Iron ore price at six-week low
The iron ore price has fallen for the third day in a row as it edges back from a recent peak above $US60 a tonne.
The iron ore price has fallen to its lowest point for six weeks, sliding for the third day in a row as it continues to edge back from a recent peak above the $US60 a tonne threshold.
Iron ore fell 0.5 per cent to $US58.30 a tonne in the most recent session, from $US58.60 the previous day, and has risen for only two of the past 11 trading sessions.
The commodity is now at its lowest point since July 27, when it settled at $US58, and has been trading in a relatively narrow range since then, reaching a three-and-a-half month high of $US61.80 in August.
Some of the wind has come out of iron ore’s sails in the past two weeks as some industrial production was interrupted to clear the air for the G20 summit in China, sparking some short-term volatility, although the effect of this is likely to be short-lived.
A more significant event for the commodity could be the G20’s decision to work on reducing a global steel glut, as falling demand for the key steelmaking ingredient could push prices lower.
Many analysts and some miners have called prices in the $US60s unsustainable given the growth in supply from both major and junior producers.
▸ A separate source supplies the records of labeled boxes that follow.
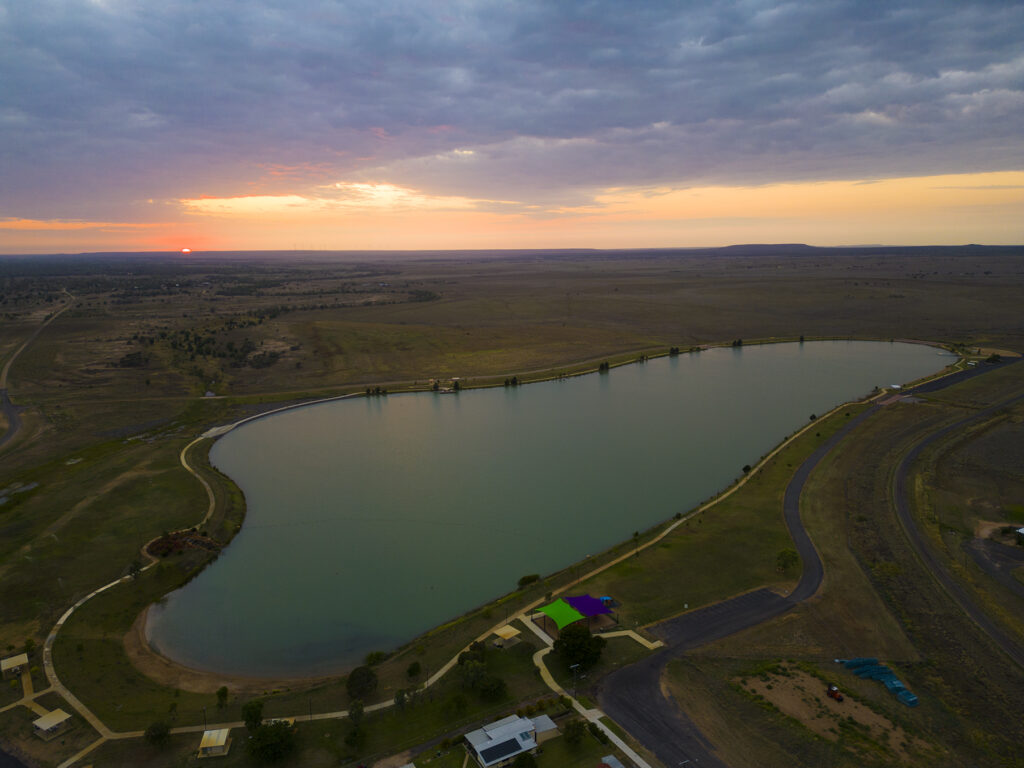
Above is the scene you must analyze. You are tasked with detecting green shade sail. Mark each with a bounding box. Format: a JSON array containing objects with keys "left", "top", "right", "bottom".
[{"left": 540, "top": 598, "right": 586, "bottom": 629}]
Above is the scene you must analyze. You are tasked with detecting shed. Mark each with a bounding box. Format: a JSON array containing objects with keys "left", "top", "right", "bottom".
[
  {"left": 0, "top": 653, "right": 29, "bottom": 680},
  {"left": 199, "top": 728, "right": 231, "bottom": 758},
  {"left": 466, "top": 715, "right": 537, "bottom": 768},
  {"left": 32, "top": 710, "right": 71, "bottom": 741}
]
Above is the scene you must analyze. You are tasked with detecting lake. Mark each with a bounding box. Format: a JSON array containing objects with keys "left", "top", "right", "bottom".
[{"left": 146, "top": 341, "right": 954, "bottom": 677}]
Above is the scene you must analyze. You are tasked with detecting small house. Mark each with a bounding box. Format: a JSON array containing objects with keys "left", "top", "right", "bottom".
[
  {"left": 466, "top": 715, "right": 537, "bottom": 768},
  {"left": 32, "top": 710, "right": 71, "bottom": 741},
  {"left": 199, "top": 728, "right": 231, "bottom": 758},
  {"left": 0, "top": 653, "right": 29, "bottom": 680},
  {"left": 494, "top": 625, "right": 519, "bottom": 648}
]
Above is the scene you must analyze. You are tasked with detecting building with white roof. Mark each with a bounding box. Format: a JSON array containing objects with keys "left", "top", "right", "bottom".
[
  {"left": 466, "top": 715, "right": 558, "bottom": 768},
  {"left": 32, "top": 710, "right": 71, "bottom": 741},
  {"left": 199, "top": 728, "right": 231, "bottom": 758}
]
But forecasts of a fall to the low $US50s or $US40s have proved elusive on the back of hopes that Chinese infrastructure spending would boost demand. The latest decline could mark the start of a more significant slide, or could be soon reversed.
The surprising strength in the commodity in recent months will be welcome news for Canberra after the May Budget’s estimate of an average $US55 a tonne price was widely seen as overly optimistic.
In London trade, BHP Billiton shares rose 0.2 per cent, while Rio Tinto added 0.5 per cent.